It’s time for Albertans to make some choices

Catchphrases from the past often serve as useful substitutes for wisdom. In my case, as I think about these uncertain economic times, the phrase that has been bouncing around in my head is the 1968 Rolling Stones classic, “You can’t always get what you want.”

Catchphrases from the past often serve as useful substitutes for wisdom. In my case, as I think about these uncertain economic times, the phrase that has been bouncing around in my head is the 1968 Rolling Stones classic, “You can’t always get what you want.”

Canadians, particularly Albertans, have been blessed with a long run of prosperity that too often leads us to assume that there is no need to make hard choices. Faced with the choice of whether to spend today or save for tomorrow, we have assumed that the good times will continue to roll and therefore there is no need to save. Perhaps we didn’t go so far as to believe that saving is for losers, but that saving demonstrates a pessimistic outlook on life.

When Albertans have faced the choice between low taxes and a high level of public services, including schools, roads and health care, we used resource revenues to provide both. This fundamental choice, we believed, was something that only less-fortunate jurisdictions have had to face. We truly believed we could have our cake and eat it, too.

Today, however, Albertans face tough choices that are unavoidable.
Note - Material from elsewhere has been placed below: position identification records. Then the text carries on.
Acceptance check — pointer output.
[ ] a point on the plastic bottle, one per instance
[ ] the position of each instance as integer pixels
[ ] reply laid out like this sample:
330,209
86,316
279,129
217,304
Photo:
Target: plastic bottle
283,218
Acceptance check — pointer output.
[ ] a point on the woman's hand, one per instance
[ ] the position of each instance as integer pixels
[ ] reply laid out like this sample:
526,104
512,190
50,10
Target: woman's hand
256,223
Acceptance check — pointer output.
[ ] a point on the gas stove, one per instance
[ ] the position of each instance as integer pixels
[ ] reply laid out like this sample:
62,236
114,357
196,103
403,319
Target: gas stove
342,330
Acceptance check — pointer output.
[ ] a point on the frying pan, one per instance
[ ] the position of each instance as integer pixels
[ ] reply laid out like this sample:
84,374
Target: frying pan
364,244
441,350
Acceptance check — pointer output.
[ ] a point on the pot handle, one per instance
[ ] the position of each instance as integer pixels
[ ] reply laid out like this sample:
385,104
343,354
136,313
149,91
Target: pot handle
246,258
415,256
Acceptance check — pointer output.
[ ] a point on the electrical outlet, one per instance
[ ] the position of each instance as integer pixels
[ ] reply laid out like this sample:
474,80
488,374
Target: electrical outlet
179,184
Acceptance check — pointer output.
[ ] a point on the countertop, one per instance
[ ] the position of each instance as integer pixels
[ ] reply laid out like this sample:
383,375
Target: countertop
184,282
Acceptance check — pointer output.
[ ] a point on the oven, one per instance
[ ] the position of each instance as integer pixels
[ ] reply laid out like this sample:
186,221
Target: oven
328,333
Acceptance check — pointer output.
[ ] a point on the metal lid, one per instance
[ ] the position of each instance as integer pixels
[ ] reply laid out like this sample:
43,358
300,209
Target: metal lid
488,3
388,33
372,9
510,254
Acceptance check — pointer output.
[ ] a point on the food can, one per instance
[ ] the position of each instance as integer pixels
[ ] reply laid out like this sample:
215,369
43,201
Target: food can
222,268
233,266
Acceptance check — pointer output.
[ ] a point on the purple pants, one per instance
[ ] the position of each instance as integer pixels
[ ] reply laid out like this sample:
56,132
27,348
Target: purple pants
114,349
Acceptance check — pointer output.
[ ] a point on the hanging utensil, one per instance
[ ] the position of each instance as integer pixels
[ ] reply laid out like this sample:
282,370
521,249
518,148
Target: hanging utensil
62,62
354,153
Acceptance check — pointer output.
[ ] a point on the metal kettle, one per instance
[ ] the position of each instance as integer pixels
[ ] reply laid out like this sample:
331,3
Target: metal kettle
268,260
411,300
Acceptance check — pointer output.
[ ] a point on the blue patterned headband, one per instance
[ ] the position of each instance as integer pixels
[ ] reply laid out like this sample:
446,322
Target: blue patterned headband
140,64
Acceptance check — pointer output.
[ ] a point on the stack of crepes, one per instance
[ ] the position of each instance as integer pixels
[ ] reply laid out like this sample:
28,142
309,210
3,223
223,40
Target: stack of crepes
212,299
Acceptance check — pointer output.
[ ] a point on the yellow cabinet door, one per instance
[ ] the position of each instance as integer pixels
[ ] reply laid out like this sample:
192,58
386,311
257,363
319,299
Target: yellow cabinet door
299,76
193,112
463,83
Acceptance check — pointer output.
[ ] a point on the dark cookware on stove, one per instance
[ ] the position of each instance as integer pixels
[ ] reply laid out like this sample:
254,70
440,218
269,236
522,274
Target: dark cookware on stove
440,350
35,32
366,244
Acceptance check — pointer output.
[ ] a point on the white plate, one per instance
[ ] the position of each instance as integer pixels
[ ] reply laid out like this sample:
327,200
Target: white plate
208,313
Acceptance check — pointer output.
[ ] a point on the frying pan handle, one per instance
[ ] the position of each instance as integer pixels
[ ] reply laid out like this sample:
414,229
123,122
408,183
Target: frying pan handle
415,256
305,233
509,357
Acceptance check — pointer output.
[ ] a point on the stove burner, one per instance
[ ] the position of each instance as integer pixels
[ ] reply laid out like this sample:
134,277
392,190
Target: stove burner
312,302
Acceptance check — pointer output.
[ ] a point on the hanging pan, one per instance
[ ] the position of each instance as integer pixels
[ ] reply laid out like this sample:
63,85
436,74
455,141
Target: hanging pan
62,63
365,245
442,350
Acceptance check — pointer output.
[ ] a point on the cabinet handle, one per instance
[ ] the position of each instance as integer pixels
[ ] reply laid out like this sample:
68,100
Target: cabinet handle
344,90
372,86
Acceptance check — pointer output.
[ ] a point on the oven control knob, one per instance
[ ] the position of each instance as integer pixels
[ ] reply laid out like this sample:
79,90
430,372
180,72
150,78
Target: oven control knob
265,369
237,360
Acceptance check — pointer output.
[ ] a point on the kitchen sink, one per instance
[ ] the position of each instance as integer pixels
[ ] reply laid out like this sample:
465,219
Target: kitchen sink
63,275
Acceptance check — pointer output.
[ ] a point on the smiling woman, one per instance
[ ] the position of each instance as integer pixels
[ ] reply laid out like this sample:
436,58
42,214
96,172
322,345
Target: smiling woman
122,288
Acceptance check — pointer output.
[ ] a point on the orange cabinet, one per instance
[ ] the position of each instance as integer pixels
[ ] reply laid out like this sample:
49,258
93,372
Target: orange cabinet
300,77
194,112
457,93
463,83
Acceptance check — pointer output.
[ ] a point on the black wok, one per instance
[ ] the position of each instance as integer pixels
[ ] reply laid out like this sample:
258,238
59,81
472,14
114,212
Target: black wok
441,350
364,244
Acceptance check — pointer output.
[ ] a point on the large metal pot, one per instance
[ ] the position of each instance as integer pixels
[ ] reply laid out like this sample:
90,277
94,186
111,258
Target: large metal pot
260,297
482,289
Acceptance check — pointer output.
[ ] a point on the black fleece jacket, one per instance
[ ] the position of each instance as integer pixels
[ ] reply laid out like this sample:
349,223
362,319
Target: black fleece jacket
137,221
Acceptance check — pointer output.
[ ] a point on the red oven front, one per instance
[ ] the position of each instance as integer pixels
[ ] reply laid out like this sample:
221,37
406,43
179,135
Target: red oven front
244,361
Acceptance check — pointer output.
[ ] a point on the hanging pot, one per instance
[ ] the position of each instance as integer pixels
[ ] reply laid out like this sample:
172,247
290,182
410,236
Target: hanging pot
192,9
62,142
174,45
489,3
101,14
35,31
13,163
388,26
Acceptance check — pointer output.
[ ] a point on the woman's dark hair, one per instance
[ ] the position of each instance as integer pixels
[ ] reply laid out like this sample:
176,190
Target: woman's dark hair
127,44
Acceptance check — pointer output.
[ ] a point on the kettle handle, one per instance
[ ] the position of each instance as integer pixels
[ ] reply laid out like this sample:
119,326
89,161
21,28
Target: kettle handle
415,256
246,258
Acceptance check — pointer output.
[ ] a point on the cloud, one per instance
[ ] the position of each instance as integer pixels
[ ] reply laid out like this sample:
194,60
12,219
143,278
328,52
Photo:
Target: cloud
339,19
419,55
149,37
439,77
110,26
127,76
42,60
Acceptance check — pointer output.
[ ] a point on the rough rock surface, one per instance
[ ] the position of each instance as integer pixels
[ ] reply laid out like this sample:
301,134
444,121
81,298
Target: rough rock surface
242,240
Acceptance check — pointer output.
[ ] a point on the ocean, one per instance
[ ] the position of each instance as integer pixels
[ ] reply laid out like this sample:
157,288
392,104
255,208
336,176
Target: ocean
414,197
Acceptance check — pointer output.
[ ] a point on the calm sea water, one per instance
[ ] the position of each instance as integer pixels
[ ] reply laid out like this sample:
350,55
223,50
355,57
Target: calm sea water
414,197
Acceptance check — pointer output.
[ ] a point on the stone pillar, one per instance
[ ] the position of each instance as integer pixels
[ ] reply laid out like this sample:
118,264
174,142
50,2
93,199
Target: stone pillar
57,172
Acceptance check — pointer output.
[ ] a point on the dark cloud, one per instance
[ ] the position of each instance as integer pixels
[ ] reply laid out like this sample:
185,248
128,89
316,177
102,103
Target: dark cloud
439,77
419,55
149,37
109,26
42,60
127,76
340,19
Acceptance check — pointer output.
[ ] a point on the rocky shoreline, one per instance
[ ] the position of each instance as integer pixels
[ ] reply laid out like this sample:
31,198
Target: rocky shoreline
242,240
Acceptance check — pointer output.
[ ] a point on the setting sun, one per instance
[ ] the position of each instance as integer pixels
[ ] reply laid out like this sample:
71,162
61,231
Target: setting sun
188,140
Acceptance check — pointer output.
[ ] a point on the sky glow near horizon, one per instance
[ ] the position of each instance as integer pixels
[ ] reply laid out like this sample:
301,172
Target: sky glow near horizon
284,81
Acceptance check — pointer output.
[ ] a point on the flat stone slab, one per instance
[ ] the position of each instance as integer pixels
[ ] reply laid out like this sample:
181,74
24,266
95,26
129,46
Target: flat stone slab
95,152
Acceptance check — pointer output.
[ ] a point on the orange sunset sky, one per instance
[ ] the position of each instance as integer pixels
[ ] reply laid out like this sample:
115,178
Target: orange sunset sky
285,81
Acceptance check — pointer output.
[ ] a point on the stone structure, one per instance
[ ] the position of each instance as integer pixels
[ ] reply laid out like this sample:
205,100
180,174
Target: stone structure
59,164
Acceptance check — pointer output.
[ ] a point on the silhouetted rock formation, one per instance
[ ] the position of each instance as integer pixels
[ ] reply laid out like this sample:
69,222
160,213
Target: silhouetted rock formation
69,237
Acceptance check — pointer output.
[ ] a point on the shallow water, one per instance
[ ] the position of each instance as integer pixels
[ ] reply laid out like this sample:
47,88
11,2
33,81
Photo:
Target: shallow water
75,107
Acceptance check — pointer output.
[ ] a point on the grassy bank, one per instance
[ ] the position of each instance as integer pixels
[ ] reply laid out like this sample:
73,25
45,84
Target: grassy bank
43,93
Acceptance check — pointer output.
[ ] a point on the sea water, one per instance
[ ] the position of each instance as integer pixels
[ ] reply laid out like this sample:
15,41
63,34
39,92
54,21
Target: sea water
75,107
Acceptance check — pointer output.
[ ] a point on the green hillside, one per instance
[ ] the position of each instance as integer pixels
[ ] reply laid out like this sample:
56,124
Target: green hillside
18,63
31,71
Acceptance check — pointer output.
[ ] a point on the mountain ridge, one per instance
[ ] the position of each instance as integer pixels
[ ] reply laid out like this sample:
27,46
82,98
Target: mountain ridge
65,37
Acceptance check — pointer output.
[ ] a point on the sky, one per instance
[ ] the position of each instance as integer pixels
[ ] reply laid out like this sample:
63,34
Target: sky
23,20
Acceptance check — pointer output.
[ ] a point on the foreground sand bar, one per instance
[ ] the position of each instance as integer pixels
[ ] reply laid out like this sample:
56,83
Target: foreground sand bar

Only deficit financing will allow us to keep services up and taxes down.

It is important to stress that the hard choices are not ones for the government of Alberta to make; they are ones for Albertans to make. If voters demand that its government spend, it will spend even at the expense of savings. If voters demand that its government spend and keep taxes low, government will respond with an unsustainable reliance on volatile natural resources revenues.

True, there is a need for government leadership, but it is the expectation of voters that have to be brought in line with new economic realities.

Voters often take refuge in the belief that the circle of low taxes and expansive government services can be squared if only governments were more efficient and less wasteful. However, to believe that the continuation of public services can be met through greater efficiencies is a fool’s game.

My hope is that the current financial crisis will force Albertans to think through the future of their province.

Roger Gibbins is president of the Canada West Foundation.